The tones should come out as seen.
 
For instance, I shoot all of my Fuji 400H at least two stops overexposed, unless I'm really struggling for light, which looks great to me, but I'm not sure others would consider it the 'correct' exposure.

For backlit subjects, I meter the subject's face and then let the highlights fall where they may. If it's a really strong backlight, I might only overexpose my Fuji 400H one stop.

Interesting, ta! As I've mentioned before, I *love* the "look" you achieve.
 
No criticism of Vista's latitude intended, just saying that at 5p or less a frame, why not bracket to get the best negative possible
 
Interesting, ta! As I've mentioned before, I *love* the "look" you achieve.

Well, it's all about finding what works for you. Don't be afraid to experiment with different EIs and different films to see what works best for you. I shoot Portra closer to box speed, for instance, while I might violently overexpose the Fuji Pro films.

To be honest though, with many negative films, as long as you aren't underexposing, the differences between different exposures of the same scene will likely only feature very subtle differences, maybe even undetectable differences, unless you start to seriously overexpose (I'm talking 6 to 10 stops).


No criticism of Vista's latitude intended, just saying that at 5p or less a frame, why not bracket to get the best negative possible

Ahh, I see what you're getting at now. (y)
 
For me a real lightbulb moment was realising that I didn't need to meter the subject; I could meter whatever would give the correct exposure instead.

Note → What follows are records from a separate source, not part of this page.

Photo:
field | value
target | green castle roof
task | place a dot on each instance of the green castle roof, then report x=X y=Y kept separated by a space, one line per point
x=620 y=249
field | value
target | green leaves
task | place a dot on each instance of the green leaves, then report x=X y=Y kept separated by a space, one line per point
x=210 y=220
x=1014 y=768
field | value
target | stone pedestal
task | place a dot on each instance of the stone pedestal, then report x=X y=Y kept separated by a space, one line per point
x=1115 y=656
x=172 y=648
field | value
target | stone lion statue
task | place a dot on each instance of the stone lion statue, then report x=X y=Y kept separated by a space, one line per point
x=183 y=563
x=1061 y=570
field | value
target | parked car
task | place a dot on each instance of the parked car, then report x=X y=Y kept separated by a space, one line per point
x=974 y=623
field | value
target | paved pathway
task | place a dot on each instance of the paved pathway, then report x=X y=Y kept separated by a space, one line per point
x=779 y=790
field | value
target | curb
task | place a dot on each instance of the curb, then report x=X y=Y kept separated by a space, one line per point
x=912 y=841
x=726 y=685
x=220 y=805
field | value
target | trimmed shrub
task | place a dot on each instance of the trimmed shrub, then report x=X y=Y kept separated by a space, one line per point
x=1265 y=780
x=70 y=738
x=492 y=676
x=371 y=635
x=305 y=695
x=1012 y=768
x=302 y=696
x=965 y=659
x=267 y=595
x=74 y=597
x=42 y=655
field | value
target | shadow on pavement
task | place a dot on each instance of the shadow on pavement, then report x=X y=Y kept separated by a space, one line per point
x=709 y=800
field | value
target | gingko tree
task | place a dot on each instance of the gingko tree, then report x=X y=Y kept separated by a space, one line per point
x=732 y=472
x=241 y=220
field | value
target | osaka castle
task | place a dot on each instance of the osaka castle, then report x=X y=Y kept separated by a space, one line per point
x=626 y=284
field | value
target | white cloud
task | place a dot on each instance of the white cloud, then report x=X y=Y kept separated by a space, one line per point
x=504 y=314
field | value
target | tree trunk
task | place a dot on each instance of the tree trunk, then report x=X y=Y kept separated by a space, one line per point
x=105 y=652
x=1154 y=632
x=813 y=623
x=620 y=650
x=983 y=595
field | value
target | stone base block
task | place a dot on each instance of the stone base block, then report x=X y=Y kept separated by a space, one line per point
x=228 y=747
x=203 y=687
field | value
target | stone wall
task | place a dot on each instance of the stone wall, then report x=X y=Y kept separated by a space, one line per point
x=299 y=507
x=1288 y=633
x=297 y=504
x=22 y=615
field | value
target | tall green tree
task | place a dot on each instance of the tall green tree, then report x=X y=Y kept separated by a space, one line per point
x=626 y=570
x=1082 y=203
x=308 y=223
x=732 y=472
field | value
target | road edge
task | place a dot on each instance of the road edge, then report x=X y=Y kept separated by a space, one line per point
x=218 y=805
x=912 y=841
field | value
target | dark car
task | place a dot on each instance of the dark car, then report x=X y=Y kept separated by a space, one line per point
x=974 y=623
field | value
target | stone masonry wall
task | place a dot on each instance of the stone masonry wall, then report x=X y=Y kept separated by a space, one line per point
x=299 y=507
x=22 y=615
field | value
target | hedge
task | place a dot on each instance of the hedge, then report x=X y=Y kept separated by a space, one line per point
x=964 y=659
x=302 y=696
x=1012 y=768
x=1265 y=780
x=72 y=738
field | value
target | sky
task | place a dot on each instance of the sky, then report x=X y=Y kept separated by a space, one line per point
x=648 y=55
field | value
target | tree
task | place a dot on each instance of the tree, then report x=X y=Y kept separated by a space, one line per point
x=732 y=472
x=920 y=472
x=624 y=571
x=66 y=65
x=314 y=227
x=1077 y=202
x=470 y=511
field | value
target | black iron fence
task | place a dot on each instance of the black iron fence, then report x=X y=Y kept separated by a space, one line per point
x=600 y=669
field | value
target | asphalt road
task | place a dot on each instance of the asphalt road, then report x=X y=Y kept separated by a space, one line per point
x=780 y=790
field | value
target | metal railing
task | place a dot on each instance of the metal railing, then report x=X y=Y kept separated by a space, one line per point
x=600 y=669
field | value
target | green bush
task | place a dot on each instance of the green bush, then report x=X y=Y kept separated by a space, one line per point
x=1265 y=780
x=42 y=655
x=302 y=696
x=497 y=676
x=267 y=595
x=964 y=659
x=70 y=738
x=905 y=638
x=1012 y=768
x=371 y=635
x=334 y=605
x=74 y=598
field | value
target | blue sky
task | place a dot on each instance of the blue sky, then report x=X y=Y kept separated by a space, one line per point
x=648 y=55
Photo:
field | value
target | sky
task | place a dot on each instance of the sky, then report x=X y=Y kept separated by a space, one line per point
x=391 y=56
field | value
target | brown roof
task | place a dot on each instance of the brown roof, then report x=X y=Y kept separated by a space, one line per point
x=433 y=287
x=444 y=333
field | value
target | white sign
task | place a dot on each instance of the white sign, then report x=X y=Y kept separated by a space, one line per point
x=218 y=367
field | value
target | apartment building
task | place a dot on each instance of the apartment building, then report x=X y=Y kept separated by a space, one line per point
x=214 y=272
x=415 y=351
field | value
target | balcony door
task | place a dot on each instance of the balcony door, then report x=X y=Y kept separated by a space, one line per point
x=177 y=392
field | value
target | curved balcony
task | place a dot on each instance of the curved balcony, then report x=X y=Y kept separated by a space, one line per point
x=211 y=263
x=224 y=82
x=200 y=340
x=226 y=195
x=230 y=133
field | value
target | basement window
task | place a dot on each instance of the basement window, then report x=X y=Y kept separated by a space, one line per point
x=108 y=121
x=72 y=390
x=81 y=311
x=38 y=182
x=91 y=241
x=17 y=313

In your example, I wouldn't point the camera's (reflective) meter at the white wall. I'd point it at the grass nearby, or tarmac, or if all else fails my hand, and take a meter reading off that. Set the camera for that exposure (or hit the exposure lock), recompose and then shoot. This should result in a spot on exposure (assuming that's what you want) without having to mess about with exposure compensation and eyeballing relative brightnesses.
 
For me a real lightbulb moment was realising that I didn't need to meter the subject; I could meter whatever would give the correct exposure instead.

In your example, I wouldn't point the camera's (reflective) meter at the white wall. I'd point it at the grass nearby, or tarmac, or if all else fails my hand, and take a meter reading off that. Set the camera for that exposure (or hit the exposure lock), recompose and then shoot. This should result in a spot on exposure (assuming that's what you want) without having to mess about with exposure compensation and eyeballing relative brightnesses.

...that's what I do but just to add:- the white wall has to be in the same light e.g. it wouldn't work if the white wall was in shadow and the green grass or light grey pavement or tarmac was in bright sunshine.